Okay. Okay. Your supervisor / professer / whatever sends an email. Everyone is going to get together and do [thing you can’t do]. Well you’ve learned your lesson now so you’re not going to contact your liaison—if they’re not going to share the information they should, maybe you can do it yourself?
So you email your superior and say “I can’t do x, which is outlined in my form!” They email back and maybe they’re apologetic and maybe they’re rude but it’s whatever. You take some measure to circumvent the thing you can’t do.
Now you scope out every single building before events in that building and send emails directly to that department asking about accessibility. But in the course of trying to get accommodations directly instead of relying on your superiors and the disability office to communicate with each other—someone copied in the disability office. Now your liaison hates you!
Have you dropped out yet? No? Okay.
Now you come across another requirement for the degree or the job that is another thing you can’t do or can do only with extreme difficulty and/or pain.
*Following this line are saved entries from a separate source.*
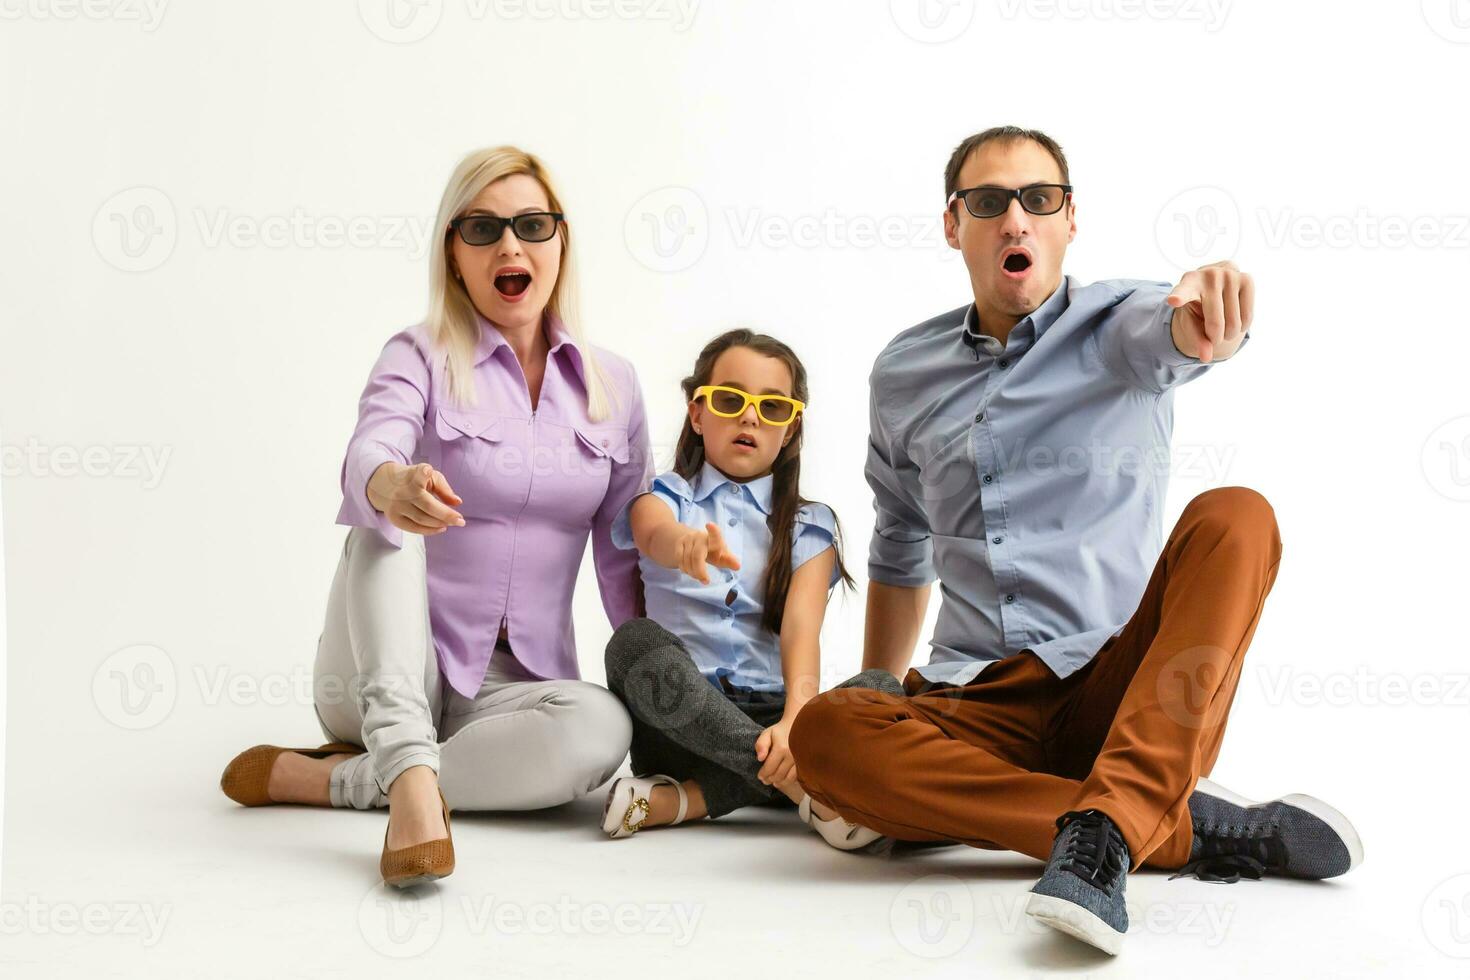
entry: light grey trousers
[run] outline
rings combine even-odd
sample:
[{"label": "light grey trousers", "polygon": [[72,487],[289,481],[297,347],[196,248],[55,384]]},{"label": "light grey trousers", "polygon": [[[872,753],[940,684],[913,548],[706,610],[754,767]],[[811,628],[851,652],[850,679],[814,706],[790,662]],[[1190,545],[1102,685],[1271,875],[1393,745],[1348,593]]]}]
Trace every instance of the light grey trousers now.
[{"label": "light grey trousers", "polygon": [[[452,533],[452,532],[450,532]],[[425,765],[453,810],[532,810],[592,792],[617,772],[633,727],[606,688],[542,680],[497,647],[479,693],[443,681],[429,627],[424,539],[394,548],[347,533],[313,677],[317,721],[367,753],[332,769],[332,805],[388,805],[399,773]]]}]

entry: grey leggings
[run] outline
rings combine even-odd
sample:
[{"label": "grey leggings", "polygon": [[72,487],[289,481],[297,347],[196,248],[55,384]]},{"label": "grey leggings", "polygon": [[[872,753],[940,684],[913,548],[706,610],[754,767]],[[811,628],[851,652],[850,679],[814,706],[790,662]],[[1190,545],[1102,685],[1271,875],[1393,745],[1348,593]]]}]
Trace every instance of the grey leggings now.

And you’re thinking well, here we go again.
You know your options are 1. drop out 2. suck it up or find an alternative on your own 3. bring it up with the organiser of the thing 4. bring it up with your disability liaison (who is only becoming more and more rude to you)—and 2, 3, and 4 require energy that is so hopelessly drained by now.
You’re not able to focus on the thing you’re supposed to be doing because every separate activity has new forms to fill out and get approved, which requires time, energy, the eloquence to make your case, and for other people to afford you grace—by the way I hope you’ve maintained optimism, a sunny disposition, and endless patience and kindness through all of this, especially if, god help you, you’re a woman and/or of colour! Or else they’re not going to do that.
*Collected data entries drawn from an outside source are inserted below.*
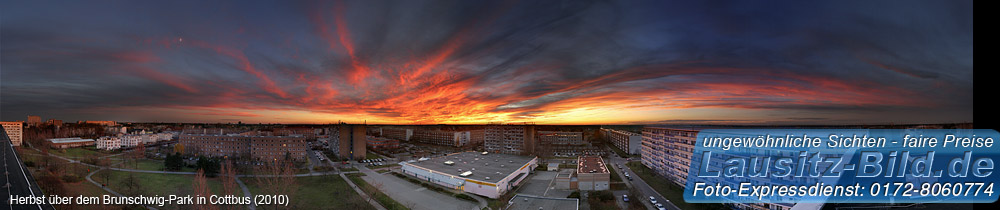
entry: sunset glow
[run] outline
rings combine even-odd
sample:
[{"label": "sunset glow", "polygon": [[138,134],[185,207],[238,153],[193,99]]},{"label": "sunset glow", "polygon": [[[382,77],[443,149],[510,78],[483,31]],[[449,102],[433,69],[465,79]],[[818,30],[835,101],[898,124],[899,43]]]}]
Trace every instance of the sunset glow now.
[{"label": "sunset glow", "polygon": [[972,120],[971,14],[930,4],[68,3],[3,11],[3,120]]}]

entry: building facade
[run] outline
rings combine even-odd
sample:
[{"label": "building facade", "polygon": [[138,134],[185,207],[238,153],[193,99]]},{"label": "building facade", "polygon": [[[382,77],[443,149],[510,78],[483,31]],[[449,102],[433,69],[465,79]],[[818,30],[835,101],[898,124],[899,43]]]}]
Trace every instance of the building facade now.
[{"label": "building facade", "polygon": [[400,162],[406,174],[446,188],[499,198],[538,166],[534,156],[461,152],[414,162]]},{"label": "building facade", "polygon": [[250,132],[237,134],[184,133],[180,136],[184,152],[209,157],[249,157],[256,161],[306,158],[302,136],[259,136]]},{"label": "building facade", "polygon": [[42,124],[42,116],[28,115],[28,121],[24,122],[28,127],[35,127]]},{"label": "building facade", "polygon": [[122,139],[117,136],[102,136],[97,139],[97,149],[116,150],[122,148]]},{"label": "building facade", "polygon": [[604,137],[612,146],[625,153],[637,155],[642,153],[642,135],[628,131],[601,128]]},{"label": "building facade", "polygon": [[366,156],[365,143],[368,142],[365,125],[341,124],[332,129],[330,150],[340,158],[363,160]]},{"label": "building facade", "polygon": [[410,137],[413,137],[413,129],[406,128],[387,128],[383,127],[382,137],[396,139],[400,141],[410,141]]},{"label": "building facade", "polygon": [[601,156],[580,156],[576,167],[577,187],[580,190],[611,189],[611,172]]},{"label": "building facade", "polygon": [[[452,147],[464,147],[481,140],[483,132],[408,129],[412,133],[410,141]],[[480,136],[476,136],[480,135]],[[475,140],[474,140],[475,139]]]},{"label": "building facade", "polygon": [[696,129],[645,127],[642,129],[642,165],[679,186],[687,182]]},{"label": "building facade", "polygon": [[530,124],[489,124],[484,130],[483,147],[501,154],[535,154],[535,126]]},{"label": "building facade", "polygon": [[54,139],[47,139],[46,141],[49,141],[49,147],[51,147],[53,149],[66,149],[66,148],[73,148],[73,147],[85,147],[85,146],[90,146],[90,145],[94,145],[94,144],[97,143],[93,139],[81,139],[80,137],[54,138]]},{"label": "building facade", "polygon": [[385,137],[368,136],[367,144],[369,149],[377,151],[399,149],[399,140]]},{"label": "building facade", "polygon": [[3,130],[7,131],[7,137],[10,137],[10,144],[14,146],[21,146],[24,141],[24,123],[21,122],[0,122],[0,126],[3,126]]}]

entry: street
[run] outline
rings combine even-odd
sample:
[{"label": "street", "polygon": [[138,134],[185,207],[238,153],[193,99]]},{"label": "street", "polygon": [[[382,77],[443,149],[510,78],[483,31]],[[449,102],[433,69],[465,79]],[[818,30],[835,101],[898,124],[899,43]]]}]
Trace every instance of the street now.
[{"label": "street", "polygon": [[[608,159],[609,162],[611,162],[611,164],[609,165],[612,168],[614,168],[613,170],[618,170],[618,174],[622,176],[622,179],[625,181],[625,185],[627,185],[629,188],[636,188],[639,191],[639,193],[642,194],[642,196],[636,196],[636,198],[630,198],[632,199],[632,201],[630,202],[642,202],[643,204],[646,205],[646,207],[650,209],[656,209],[654,208],[653,204],[649,202],[649,196],[653,196],[654,198],[656,198],[657,202],[663,203],[664,207],[666,207],[667,209],[680,210],[680,208],[674,205],[670,200],[667,200],[666,197],[663,197],[663,195],[660,195],[659,192],[653,190],[653,187],[650,187],[648,184],[646,184],[645,181],[642,180],[642,178],[635,175],[635,172],[632,172],[631,169],[625,166],[625,164],[628,163],[628,161],[625,160],[625,158],[618,157],[617,155],[612,153],[612,155],[609,155]],[[619,164],[621,164],[622,166],[621,169],[618,168]],[[625,178],[625,173],[628,173],[629,175],[632,176],[632,181],[628,181],[628,179]],[[617,199],[621,199],[621,197],[619,196]]]}]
Throughout this time accommodations have been withheld as a cost-saving measure or to try to push the most disabled out of the program or else in order to punish you for being difficult, and you’re never sure which one. Your liaison and supervisors have told people about your disability who had no reason to have to know without your approval, which is illegal, but you can’t raise a fuss without risking more retaliation.
Intermittently the elevator in your building has been going out and you don’t know beforehand why it's out or how long it will be out for. You’re not informed about scheduled maintenance. So over the course of months you’ve been effectively trapped in places for hours. You haven't been able to pursue treatment for your actual health condition (which is a whole different byzantine nightmare) because the process of getting accommodations is so arduous.
You’re exhausted, you’re feeling angry, bitter, hopeless, abandoned, you’re experiencing the worst health of your life, physically and/or mentally. You’re not sure how much longer you can keep doing this.
So you’re struggling to figure out what to do and you try to vent to one of your peers. You’re not going to be able to do x! You’re disabled!
Oh! your peer says, politely surprised. But don’t they have accommodations for that?